My own tonsils were removed, after several bouts of painful ear infection, in the more sophisticated environment of Temple Street Children’s Hospital. My sister had a post-tonsillectomy haemorrhage, the only occasion I can recall an ENT surgeon doing a house call (he was a family friend). The next generation, including my son and several nephews, has had its own troubles with tonsils and earaches.

Some 70 per cent of sore throats are due to viral infection, and the remainder are caused by various bacteria, of which the most common is the Streptococcus species.

In theory, the treatment could not be simpler. If it’s bacterial, use antibiotics and analgesics; if it’s viral, treat only the symptoms. A throat swab will identify a bacterial cause in a few days. In practice, it’s anything but simple. Few sufferers have the patience to wait days for appropriate treatment, and few doctors have the time and enthusiasm to swab every sore throat they see.
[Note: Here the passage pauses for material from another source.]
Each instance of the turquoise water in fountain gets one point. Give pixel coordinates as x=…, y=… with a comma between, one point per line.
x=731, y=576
Treatment is often on a “best-guess” basis and even that has its imperfections.

A minimally red sore throat with blisters may suggest a viral origin but be full of bacteria, whereas a sore throat with tonsils covered in a filthy exudate may turn out to be glandular fever – a viral illness where antibiotic use can cause unpleasant side effects.

Two generations ago, a sore throat could herald the onset of diphtheria, a disease which had a significant mortality especially in children. With immunisation, this condition is almost unheard of in western Europe, but still lurks in areas of Eastern Europe and the Middle East where public health services are not as developed as ours, or may have broken down, so high levels of immunisation are important for continued protection.
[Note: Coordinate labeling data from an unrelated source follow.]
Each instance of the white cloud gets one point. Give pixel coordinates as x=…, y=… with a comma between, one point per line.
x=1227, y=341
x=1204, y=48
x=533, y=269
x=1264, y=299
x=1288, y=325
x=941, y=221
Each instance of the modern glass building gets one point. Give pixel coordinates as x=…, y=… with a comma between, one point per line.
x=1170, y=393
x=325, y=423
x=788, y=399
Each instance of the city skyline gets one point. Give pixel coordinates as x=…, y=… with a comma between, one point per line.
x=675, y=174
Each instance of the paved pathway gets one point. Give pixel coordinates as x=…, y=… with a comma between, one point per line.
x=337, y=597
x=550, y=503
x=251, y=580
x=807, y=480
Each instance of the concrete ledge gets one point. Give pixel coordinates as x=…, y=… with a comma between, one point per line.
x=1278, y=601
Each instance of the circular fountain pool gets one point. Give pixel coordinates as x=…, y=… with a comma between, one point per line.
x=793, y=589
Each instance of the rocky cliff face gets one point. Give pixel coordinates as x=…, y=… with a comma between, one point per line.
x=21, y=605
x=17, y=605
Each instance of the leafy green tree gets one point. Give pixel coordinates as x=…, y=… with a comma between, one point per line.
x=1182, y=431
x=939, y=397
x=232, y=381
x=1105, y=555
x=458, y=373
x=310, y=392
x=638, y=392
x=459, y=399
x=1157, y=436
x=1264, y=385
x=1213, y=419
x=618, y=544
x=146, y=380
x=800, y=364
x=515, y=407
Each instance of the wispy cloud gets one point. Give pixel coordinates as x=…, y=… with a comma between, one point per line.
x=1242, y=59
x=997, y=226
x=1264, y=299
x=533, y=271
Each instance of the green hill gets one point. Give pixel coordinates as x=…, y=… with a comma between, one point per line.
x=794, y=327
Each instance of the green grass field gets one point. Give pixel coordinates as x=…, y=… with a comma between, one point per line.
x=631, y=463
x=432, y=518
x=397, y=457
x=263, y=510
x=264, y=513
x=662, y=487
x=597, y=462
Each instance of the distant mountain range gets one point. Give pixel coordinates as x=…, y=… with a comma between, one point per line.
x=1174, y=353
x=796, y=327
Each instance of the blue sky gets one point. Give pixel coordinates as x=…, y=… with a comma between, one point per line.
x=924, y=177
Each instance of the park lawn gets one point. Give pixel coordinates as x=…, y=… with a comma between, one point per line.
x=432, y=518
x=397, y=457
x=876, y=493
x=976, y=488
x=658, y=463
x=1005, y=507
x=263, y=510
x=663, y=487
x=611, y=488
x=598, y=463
There may be a folk memory at work here confounding attitudes of both doctors and patients to the treatment of sore throat.

John Howie, emeritus professor of general practice at Edinburgh University, has demonstrated this confusion in a series of slides of sore throats shown to groups of GPs.

The doctors were shown repeated pictures of the same sore throat, but with differing social scenarios: for example, a sore throat with minimal symptoms; a sore throat in an 18-year-old girl starting her A-levels the next day; a sore throat in a young man going for an important job interview next week; a sore throat in a child with a history of repeated tonsillitis; or a sore throat in your last patient on Friday evening who lives 10 miles from the nearest pharmacy.

They were then asked how many of them would treat with antibiotics. Not surprisingly, the prescribing threshold was reduced significantly as the social situation became more complicated. It would be a very hard-hearted doctor indeed who would refuse such treatment in the interests of microbiological accuracy, but misplaced compassion can have its disadvantages.

Antibiotics are vastly over-prescribed in general practice, hospital medicine and veterinary practice with the development of bacterial resistance now a frightening reality, MRSA being just one of many drug-resistant bacteria causing havoc in medical practice. Antibiotic use in the European Union is decreasing, with Ireland one of the few countries countering this trend.

The treatment of sore throat is one such area where rational use of antibiotics can be slowly promoted. GPs who know their patients well can use their judgment to predict who is more likely to need antibiotics and offer provisional prescriptions to patients to be used only if symptoms persist or deteriorate. Follow-up studies have shown that many of these prescriptions are never cashed and the sore throats presumably clear up with analgesics, lozenges and home-made toddies, which are much cheaper and much more palatable!